Il nome del ragazzino è Casey Neistat, quello dello scrittore era Italo Calvino.

Ci spostiamo a Anaheim, in California, tra il 23 e il 25 giugno appena trascorsi per rimettere in fila le circostanze di quest’associazione tra lo scrittore e il vlogger. Qui si consuma una conferenza annuale sui video on line, una riflessione sulla loro forza culturale, sulla comunicazione di questo millennio, sulla nuova prospettiva narrativa che il linguaggio in campo porta con sé.
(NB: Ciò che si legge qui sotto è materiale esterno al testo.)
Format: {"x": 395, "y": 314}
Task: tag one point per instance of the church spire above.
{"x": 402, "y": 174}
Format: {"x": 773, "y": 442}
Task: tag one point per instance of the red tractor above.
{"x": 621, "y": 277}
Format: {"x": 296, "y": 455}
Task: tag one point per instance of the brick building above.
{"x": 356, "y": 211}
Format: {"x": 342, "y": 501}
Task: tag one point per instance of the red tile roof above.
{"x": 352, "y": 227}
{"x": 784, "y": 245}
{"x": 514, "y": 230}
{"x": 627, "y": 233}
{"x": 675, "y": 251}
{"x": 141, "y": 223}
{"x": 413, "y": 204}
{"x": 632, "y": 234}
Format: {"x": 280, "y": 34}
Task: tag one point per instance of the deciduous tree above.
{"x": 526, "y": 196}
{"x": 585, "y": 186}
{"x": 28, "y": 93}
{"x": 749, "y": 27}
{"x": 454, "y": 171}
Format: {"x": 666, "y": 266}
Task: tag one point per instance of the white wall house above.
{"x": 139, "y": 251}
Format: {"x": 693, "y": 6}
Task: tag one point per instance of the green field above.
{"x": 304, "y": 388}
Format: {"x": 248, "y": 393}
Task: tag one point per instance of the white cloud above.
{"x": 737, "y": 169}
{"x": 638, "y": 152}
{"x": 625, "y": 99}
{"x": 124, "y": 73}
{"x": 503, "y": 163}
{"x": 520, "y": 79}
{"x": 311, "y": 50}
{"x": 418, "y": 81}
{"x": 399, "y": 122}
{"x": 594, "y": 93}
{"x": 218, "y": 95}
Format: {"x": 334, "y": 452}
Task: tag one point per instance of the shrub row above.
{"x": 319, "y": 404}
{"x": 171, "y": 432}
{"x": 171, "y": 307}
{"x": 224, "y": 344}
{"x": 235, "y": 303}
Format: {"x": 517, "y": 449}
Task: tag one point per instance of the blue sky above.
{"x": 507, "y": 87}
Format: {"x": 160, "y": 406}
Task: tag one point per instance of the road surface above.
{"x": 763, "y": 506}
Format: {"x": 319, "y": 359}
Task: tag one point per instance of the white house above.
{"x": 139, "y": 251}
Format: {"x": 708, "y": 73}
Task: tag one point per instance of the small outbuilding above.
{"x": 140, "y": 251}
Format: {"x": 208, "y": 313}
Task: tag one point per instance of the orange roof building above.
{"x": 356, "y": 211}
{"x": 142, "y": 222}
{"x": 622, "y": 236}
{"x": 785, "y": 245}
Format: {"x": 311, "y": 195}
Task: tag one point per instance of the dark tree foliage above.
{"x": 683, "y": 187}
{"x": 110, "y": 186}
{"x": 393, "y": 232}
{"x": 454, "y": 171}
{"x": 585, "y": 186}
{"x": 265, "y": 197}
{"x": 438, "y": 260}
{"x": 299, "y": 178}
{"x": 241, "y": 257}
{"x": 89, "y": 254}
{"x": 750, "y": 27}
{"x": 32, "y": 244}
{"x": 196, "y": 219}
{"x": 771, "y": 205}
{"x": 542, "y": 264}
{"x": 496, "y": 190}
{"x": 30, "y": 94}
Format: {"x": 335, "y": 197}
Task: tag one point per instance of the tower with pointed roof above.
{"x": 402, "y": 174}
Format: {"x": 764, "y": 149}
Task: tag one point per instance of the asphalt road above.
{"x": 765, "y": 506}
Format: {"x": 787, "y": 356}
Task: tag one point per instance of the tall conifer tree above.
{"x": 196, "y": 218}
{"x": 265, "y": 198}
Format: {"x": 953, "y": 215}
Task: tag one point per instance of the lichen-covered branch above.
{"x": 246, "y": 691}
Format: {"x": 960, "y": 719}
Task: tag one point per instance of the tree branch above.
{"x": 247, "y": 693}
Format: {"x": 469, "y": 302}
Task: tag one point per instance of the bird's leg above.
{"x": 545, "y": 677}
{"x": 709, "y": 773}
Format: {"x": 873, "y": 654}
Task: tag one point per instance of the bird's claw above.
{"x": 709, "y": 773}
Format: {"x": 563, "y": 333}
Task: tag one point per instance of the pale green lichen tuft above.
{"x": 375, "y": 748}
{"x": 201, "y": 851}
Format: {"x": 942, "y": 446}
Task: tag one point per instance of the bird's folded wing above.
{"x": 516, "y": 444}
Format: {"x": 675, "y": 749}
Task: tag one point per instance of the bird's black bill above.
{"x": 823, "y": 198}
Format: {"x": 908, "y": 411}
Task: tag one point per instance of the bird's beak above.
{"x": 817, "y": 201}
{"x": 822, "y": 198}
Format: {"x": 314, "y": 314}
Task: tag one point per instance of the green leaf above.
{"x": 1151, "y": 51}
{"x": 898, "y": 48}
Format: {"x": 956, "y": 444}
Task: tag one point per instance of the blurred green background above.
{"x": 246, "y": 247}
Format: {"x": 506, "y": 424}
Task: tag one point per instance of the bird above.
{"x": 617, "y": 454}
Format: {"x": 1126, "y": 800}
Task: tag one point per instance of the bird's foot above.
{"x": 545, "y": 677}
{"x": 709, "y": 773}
Al centro di tutto, sempre, come fosse un antico mantra proveniente dalle più remote regioni della cultura umana, lo storytelling. La capacità di raccontare storie, i suoi modi, qui declinati attraverso uno specifico linguaggio.

In prima campeggia lo sponsor di YouTube. Il grande deposito enciclopedico della nuova era digitale, la miniera senza fondo di ogni possibile messaggio che un essere umano possa condividere con i suoi simili. La conferenza si chiama Vidcon e celebra se stessa attraverso l’arrivo delle star di questo territorio sconfinato che è il videomaking in rete.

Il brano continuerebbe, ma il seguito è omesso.